Maroc, Iran, Italie : des artistes partout dans le monde
L'art brut ou naïf, les arts populaires ou dissidents, existent partout dans le monde. Pour la première fois, l'Outsider Art Fair montrera des artistes marocains d'Essaouira. La peinture de Regragui Bouslai est pour l’instant inconnue en France. Il peint des multitude d’animaux imbriqués et superposés avec des couleurs très vives ou bien de personnages fantasmagoriques, d’inspiration africaine. Rites de passages, fêtes populaires et religieuses semblent être à la source de ces scènes foisonnantes.
La présence de la Fabuloserie est toujours notable dans une foire pour collectionneurs d'art et marchands, quand on a connu cette institution bourguignonne comme un musée d'arts populaires. Cette maison-musée enfouie depuis longtemps dans la campagne, au nord de la région, abrite en fait le trésor d'un collectionneur, Alain Bourbonnais. Il présente, entre autres, Simone Le Carré-Galimard, né en 1912 à Troyes, ses poupées et dessins de personnages fantaisistes.
Citons aussi l'Américaine Helen Rae qui n’est connue des experts outre-Atlantique que depuis quelques années, alors qu’elle est inscrite dans un atelier d’art pour handicapés en Californie depuis près de 30 ans. Rae ne communique pas par la parole, elle vit dans son monde, et s'attelle à dessiner ce qu’elle voit dans les magazines de mode et les publicités pour les marques de luxe. Mais avec ses crayons de couleur, ce n’est pas le glamour qu’elle représente, ce sont des regards tenaces, des moues boudeuses, pour des mannequins plantés dans des décors fantasmés. Elle fait partie de ces créateurs que les collectionneurs américains ont repérés et choisis de "mettre sur le marché".

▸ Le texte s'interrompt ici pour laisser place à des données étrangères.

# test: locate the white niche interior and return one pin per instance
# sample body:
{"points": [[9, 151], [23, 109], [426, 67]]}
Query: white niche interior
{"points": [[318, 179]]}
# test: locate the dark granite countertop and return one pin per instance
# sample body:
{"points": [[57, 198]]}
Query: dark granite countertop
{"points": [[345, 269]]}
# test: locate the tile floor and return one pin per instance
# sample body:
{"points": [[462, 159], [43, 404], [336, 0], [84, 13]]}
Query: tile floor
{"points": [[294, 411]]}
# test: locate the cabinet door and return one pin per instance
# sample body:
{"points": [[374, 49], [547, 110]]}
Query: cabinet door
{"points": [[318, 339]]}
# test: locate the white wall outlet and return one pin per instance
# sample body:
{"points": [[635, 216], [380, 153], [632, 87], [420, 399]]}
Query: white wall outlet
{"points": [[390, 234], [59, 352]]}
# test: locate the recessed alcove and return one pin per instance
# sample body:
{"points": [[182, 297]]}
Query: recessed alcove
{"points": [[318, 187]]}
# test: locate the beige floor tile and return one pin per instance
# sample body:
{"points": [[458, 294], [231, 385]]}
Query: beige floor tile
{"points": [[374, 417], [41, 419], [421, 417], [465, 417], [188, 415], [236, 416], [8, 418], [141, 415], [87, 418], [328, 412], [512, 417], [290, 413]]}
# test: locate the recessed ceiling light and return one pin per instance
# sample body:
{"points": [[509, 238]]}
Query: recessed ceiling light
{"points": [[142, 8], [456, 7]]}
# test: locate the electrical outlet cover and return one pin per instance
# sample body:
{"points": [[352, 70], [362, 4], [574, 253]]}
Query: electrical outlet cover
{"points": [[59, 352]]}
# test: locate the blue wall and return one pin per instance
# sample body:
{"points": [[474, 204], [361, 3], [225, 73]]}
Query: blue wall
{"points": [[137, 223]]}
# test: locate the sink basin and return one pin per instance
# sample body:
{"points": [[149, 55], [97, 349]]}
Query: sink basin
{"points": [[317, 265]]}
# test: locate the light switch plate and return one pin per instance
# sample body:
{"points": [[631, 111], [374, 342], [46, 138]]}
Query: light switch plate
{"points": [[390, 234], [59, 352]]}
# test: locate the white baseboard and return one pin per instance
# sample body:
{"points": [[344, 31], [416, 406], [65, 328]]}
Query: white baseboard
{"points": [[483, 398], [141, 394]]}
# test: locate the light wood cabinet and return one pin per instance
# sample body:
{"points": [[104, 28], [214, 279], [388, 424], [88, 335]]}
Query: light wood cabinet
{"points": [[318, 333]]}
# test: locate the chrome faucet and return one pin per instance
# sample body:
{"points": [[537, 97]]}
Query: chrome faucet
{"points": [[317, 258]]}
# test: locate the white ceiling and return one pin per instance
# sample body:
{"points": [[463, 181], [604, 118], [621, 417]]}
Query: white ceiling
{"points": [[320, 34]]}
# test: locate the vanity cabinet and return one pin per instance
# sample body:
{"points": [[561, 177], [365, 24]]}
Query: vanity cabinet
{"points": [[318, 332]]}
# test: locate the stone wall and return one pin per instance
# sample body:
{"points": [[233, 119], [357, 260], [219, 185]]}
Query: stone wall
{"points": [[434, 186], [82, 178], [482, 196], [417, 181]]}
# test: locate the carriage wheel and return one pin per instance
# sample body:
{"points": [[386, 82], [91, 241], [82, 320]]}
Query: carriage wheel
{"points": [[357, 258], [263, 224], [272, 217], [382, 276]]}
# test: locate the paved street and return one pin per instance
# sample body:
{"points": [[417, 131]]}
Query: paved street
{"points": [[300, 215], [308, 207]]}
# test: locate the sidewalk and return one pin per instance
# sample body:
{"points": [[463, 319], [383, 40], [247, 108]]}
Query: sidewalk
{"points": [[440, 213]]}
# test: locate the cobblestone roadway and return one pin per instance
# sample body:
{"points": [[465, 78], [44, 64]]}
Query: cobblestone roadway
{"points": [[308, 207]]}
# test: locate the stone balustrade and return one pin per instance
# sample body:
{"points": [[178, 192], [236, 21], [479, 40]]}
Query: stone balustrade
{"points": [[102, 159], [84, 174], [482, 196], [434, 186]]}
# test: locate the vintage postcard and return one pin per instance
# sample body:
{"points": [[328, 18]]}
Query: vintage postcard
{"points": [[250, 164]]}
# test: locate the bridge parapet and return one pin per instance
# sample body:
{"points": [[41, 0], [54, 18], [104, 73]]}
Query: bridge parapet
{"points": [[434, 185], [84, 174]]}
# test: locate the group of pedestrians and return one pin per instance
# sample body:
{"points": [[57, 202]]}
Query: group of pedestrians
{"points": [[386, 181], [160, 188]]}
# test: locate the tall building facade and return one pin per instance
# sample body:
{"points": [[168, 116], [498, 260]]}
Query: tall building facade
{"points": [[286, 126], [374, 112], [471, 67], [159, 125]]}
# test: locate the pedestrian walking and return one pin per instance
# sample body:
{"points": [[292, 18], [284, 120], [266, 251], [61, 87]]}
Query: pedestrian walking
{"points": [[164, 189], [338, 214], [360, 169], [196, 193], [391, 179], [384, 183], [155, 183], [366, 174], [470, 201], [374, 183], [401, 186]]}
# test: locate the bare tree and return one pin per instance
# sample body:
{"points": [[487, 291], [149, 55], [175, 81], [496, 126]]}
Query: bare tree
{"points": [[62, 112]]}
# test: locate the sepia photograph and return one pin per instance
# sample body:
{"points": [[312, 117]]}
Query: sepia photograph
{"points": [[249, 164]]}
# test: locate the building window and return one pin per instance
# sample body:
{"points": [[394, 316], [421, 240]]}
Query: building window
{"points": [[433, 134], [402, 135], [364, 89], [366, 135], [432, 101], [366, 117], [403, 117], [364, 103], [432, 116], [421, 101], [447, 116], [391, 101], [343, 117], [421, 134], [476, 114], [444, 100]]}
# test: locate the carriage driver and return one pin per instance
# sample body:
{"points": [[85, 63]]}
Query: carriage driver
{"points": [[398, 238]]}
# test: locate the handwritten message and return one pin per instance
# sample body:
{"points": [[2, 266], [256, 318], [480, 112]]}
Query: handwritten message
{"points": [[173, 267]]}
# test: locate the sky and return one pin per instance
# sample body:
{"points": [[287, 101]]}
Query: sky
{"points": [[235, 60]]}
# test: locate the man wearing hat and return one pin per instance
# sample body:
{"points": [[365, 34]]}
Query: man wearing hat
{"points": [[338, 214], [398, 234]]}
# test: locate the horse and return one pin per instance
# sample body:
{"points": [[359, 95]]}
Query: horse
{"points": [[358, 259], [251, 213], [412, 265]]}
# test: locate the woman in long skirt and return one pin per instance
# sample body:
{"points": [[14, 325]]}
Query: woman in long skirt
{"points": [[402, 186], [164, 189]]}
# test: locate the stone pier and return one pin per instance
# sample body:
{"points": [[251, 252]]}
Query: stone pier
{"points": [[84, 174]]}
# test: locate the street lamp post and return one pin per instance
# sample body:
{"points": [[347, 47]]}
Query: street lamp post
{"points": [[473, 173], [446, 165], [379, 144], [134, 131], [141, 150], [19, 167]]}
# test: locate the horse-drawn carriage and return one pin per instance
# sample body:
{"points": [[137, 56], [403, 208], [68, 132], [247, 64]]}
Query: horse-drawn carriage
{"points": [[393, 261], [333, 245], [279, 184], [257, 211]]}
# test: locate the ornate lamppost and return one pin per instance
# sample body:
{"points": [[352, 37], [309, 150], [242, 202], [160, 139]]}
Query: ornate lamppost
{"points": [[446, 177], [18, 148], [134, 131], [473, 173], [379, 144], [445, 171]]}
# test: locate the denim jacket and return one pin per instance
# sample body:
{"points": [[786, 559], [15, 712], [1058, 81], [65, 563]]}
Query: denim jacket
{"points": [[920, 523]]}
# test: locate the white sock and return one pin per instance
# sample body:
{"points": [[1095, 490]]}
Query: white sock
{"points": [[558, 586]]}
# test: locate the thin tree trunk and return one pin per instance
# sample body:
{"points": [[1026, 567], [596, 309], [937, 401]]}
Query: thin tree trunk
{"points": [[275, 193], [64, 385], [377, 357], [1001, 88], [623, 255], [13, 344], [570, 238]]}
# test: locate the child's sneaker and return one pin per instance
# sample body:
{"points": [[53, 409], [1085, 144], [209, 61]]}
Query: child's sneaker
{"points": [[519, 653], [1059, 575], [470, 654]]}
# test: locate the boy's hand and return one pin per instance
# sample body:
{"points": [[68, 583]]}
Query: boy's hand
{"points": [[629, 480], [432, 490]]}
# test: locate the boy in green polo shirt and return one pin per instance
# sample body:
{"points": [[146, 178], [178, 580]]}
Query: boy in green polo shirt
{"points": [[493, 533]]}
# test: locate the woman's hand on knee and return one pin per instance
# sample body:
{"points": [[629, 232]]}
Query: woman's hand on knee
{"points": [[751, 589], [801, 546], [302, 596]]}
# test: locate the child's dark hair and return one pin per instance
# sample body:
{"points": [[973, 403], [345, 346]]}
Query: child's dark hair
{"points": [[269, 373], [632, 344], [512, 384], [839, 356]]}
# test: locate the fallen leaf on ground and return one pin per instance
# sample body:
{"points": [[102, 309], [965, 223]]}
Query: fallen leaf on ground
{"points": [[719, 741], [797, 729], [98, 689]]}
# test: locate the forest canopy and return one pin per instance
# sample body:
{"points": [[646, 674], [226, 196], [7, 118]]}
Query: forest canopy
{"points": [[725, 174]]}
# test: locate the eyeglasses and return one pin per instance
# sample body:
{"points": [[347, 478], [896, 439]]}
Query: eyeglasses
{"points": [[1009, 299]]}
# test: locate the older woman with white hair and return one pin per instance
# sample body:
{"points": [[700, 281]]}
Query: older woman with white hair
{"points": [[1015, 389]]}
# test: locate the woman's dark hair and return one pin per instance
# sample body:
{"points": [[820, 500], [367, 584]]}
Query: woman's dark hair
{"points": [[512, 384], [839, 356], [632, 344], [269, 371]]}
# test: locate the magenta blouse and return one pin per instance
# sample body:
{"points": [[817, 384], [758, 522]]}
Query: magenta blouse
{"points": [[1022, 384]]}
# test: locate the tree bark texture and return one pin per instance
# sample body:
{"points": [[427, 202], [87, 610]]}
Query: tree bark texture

Sinichi Sawada est un artiste japonais, né en 1982 et autiste. La Halle Saint-Pierre à Paris a contribué à faire connaître l'art brut japonais et Sawada en particulier. Il a aussi été sélectionné pour la Biennale de Venise en 2013. Il confectionne d’étonnantes sculptures de terre et d’émail, des petites monstres fantasmatiques. Il travaille dans un atelier à l’intérieur de son établissement pour handicapés mentaux.
Pour certains, cet art brut contemporain est le dernier lieu d’expression vraie, parce que la création n’y est pas une création par destination. Les "bruts" ne créent pour personne, ils se projettent tout vivants, en quelque sorte, sur leurs supports, sans se demander s’ils répondent à une question, un appel, un problème de société, un courant artistique ou une commande.
L'art brut est toujours dérangeant
Source d'expression d'un malaise existentiel, exutoire, l'art brut ou naïf permet aussi, grâce à ses côtés naïfs, de ne pas attirer de controverses. On le voit avec Samaneh Atef , une artiste irakienne, informaticienne de formation. Elle recourt à une esthétique naïve, pour dénoncer l’oppression des femmes. Elle emprunte aux codes du folklore et les met en contrepoint de la violence qu’elles subissent. Elle se dit proche de Frida Khalo, car la création lui permet de dépasser des moments de dépression, comme l'artiste mexicaine.
Elisabetta Zangrandi, italienne, pratique une peinture instinctive, sans préalable. Quand elle était jeune, elle utilisait n'importe quel matériau : des roches, bouteilles, citrouilles, caisses en bois. Récemment son jardin tout entier a servi de support.
Pour Martine Lusardy, directrice de la Halle Saint-Pierre, "l’art brut ne se cherche pas, même pas dans les ateliers d’art thérapie. Il se trouve, on tombe dessus par hasard. Mais notre regard sur l’art brut est modifié car désormais il est acheté, montré et normalisé et reconnu par des experts".
In fine, c’est comme si l’art brut c’était rangé, mais il est toujours dérangeant.
Becca Hoffman, la directrice d'Outsider Art Fair, insiste de son côté sur la plus grande accessibilité de cet art. Plus lisible, plus accessible et souvent moins cher, quelques centaines d'euros pour certaines œuvres, que les chouchous de l'art contemporain.